McCormick and the small cadre of investigators, reporters, and police silently combed the area looking for anything that might provide clues to the cause of the midair. Their first order of business was to find the Brasilia’s bright orange black box, which could be almost anywhere in the heavily wooded marsh. The NTSB officials would later issue an extremely detailed report about the location of the wreckage, the angles of ground impact, the history maintenance of the engines, pilot and crew currency and qualifications, weather conditions, and a host of other facts, none of which would provide the faintest inkling as to why these two planes collided.
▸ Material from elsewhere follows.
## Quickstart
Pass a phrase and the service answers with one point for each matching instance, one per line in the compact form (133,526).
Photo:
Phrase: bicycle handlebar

McCormick was the FAA’s IIC (Investigator-in-Charge); as such he was later going to have the unenviable job of briefing his superiors in Washington that neither he nor anyone else at the site had a clue as to what caused the crash. He knew that far more information would be needed from recorded transmissions, radar data plots, interviews with controllers, supervisors, radar technicians, weather specialists, and a host of others before any pieces might start to fall into place. That was going to take time, especially the controller interviews. It was a sure bet their union reps would want to talk to them first, before anyone else got anywhere near them. His superiors would not be pleased. They were going to have to relay that information to the FAA Administrator. She, in turn, would have to face the press and the Sunday morning TV talk shows without any answers as to why two aircraft, operating on instrument flight plans, reported at different altitudes, and under radar contact by New England Approach Control, ended up as a metal scrap heap on the New York countryside of Essex County. Retirement suddenly seemed a long way off to George McCormick.